Summary
holding that modification of previous support order and arrearage without giving HRS notice and opportunity to be heard, where HRS provides support to dependent children, constitutes reversible error
Summary of this case from State Dept. of Revenue v. PadgettOpinion
Case No. 95-03678.
Opinion filed February 7, 1997.
Appeal from the Circuit Court for Highlands County; R. Earl Collins, Judge.
Amanda Traweek and Charles L. Carlton of Carlton Carlton, P.A., Lakeland, for Appellant Christine Screws.
No appearance by Appellee William Screws.
Appellant, the Florida Department of Health and Rehabilitative Services (Department), appeals the trial court order reducing the amount of public assistance arrearages owed by appellee/father, William Screws, to the Department. We agree with the Department that they were at least entitled to sufficient notice and an opportunity to be heard before the court could consider modification of the amount appellee was required to pay in public assistance benefits. A court cannot modify a support decree, or any other decree, unless the issue of modification is presented in appropriate proceedings and each party is afforded an opportunity to be heard on the issue. See Cortina v. Cortina, 98 So.2d 334 (Fla. 1957); Manning v. Varges, 413 So.2d 116 (Fla. 2d DCA 1982); Smithwick v. Smithwick, 343 So.2d 945 (Fla. 3d DCA 1977). Appellee, in the instant case, never filed any pleading requesting relief or modification of the amount he was previously ordered to pay for public assistance reimbursement, and the Department never received any notice that the previous support order might be modified.
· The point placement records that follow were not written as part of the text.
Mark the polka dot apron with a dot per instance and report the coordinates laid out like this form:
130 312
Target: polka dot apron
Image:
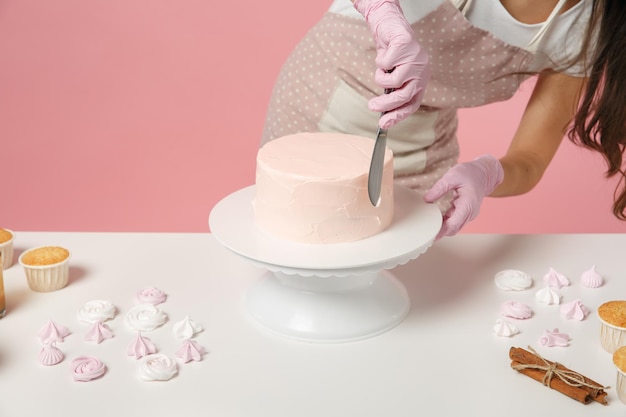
328 79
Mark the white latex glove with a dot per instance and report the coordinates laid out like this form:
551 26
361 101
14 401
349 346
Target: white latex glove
470 182
397 51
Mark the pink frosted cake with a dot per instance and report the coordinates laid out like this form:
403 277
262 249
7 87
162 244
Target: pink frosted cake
312 188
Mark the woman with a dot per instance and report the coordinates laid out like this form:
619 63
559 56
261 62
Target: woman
441 55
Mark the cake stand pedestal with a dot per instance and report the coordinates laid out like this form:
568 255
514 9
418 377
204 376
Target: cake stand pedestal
327 293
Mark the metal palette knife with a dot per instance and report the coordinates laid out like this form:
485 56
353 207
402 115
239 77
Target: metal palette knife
375 177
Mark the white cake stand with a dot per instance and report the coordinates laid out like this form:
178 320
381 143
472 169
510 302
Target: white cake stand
327 293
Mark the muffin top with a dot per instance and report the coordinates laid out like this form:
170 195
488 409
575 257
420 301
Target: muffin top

Moreover, by accepting public assistance from the Department for the support of dependent children, the Department acquires the authority to proceed with all remedies available to the child's custodian. See Lamm v. Chapman, 413 So.2d 749 (Fla. 1982); Parmer v. Parmer, 431 So.2d 257 (Fla. 2d DCA 1983).
The law is well established that the right to payments in the nature of child support arrears or alimony is vested and not subject to reduction absent compelling equities in the party obligated to make the payments. Filaretou v. Filaretou, 652 So.2d 952 (Fla. 2d DCA 1995); Guarino v. Guarino, 431 So.2d 189 (Fla. 2d DCA), pet. denied, 441 So.2d 632 (Fla. 1983).
Accordingly, we reverse the order reducing the arrearage amounts of public assistance benefits owed by appellee to the Department. In all other respects, the order is affirmed.
SCHOONOVER and PATTERSON, JJ., Concur.